Azerbaijan, Russia, Armenia, Ukraine, and Belarus are among the worst countries in Europe when it comes to LGBTQ rights. ILGA Europe describes the situation for queer people in Azerbaijan (ranked as the worst nation in Europe for LGBTQ rights) as “very daunting”—they are “almost invisible within a highly repressive society.” Russia and Belarus have their infamous “anti-propaganda” laws, and Russian influence is evident in parts of Ukraine. In the so-called Luhansk and Donetsk People’s Republics, as well as the Republic of Crimea, further restrictions have been placed on LGBTQ people’s rights.
Inside the Russian orbit, there is no incentive to either democratize or legitimate the lives of LGBTQ citizens. Indeed, I have argued that between Russia and the European Union, a clash of values and cultures is currently taking place at the heart of which is the question of whether societies should integrate or ostracize LGBTQ people. Only those states in the European Union are seeing any real progress on LGBTQ rights and human rights in general.

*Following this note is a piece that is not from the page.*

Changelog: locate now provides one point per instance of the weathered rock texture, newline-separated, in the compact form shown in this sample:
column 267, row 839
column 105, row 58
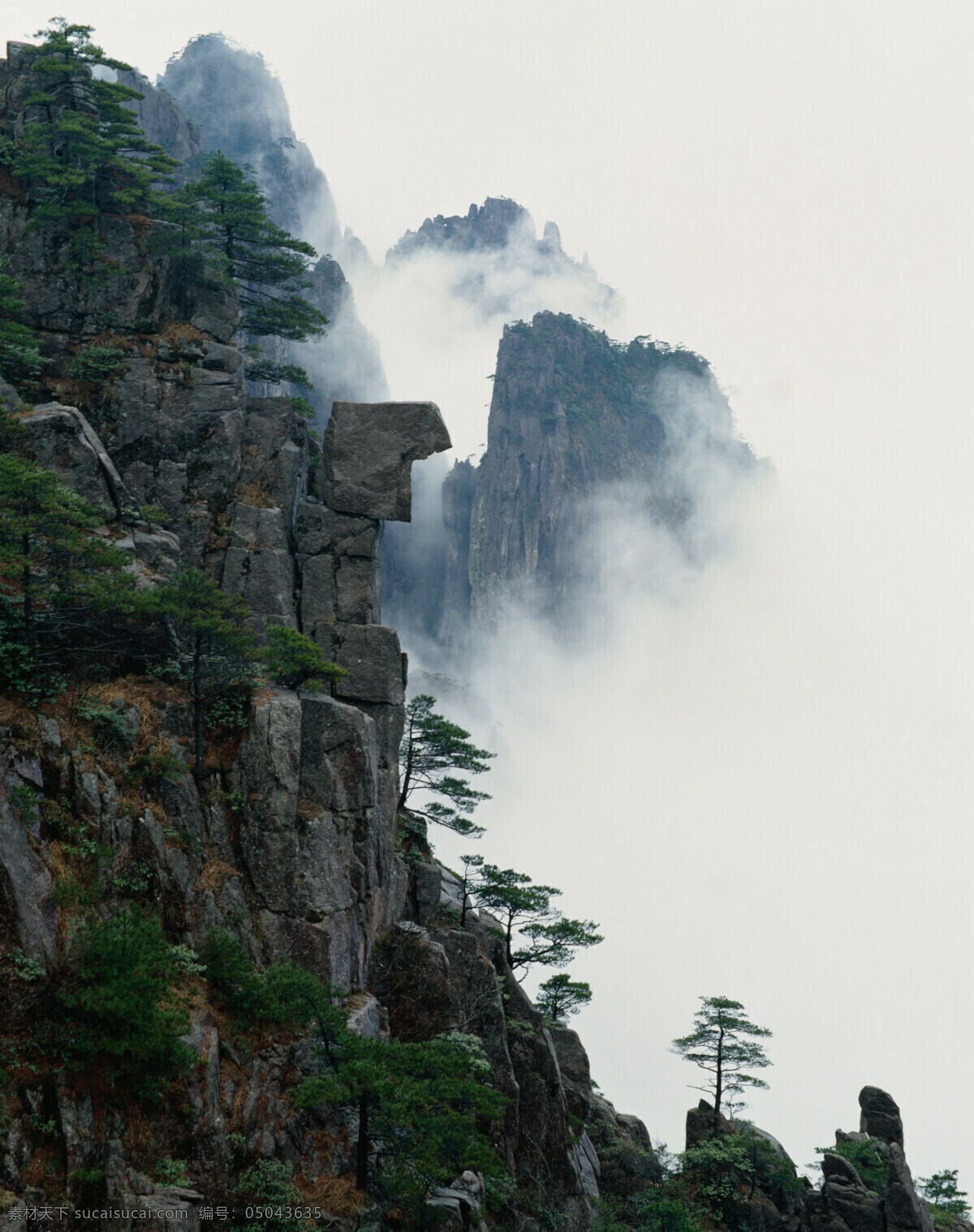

That much is evident from the exception that proves the rule on LGBTQ rights in Eastern Europe. Croatia was ranked fifth—above such progressive bastions as Norway, Denmark, and the Netherlands—in the ILGA Europe survey, after same-sex registered partnerships became law there and as Croatian authorities acknowledged that legal gender recognition didn’t require surgery or sterilization. ILGA Europe also noted that “freedom of assembly appeared to grow stronger, as Pride events took place across several cities.”
Croatia falls beyond the Iron Curtain and is categorized as being part of the former Yugoslav family of nations. But, as a member of the European Union with a center-left government, that label appears to be becoming less significant as Croatia feels Brussels’ gravitational pull, leaving its neighboring states behind in a state of dysfunction and, in some cases, chaos.
Serbia, Bosnia-Herzegovina, and Kosovo are all consumed by internal and external ethno-religious conflicts that are a tremendous waste of human potential and tend to stunt the growth of civil societies, including groups and institutions that support LGBTQ people. Meanwhile, Macedonia is dealing with its own internal instability and is backsliding toward authoritarianism. “No progress could be noted in a climate of general hostility towards LGBTI people created by mainstream press, most of the political establishment, and society at large,” ILGA Europe said of life in Macedonia this year.
By and large, the experiences of LGBTQ people in Europe continue to be defined by which side of the Iron Curtain you are born or live on. But it is no longer the only important and relevant distinction. Just as important is whether you are inside or outside the European Union., The evidence gathered in the Rainbow Europe report shows that it is much better to be within range of the stability it affords and the values it embodies.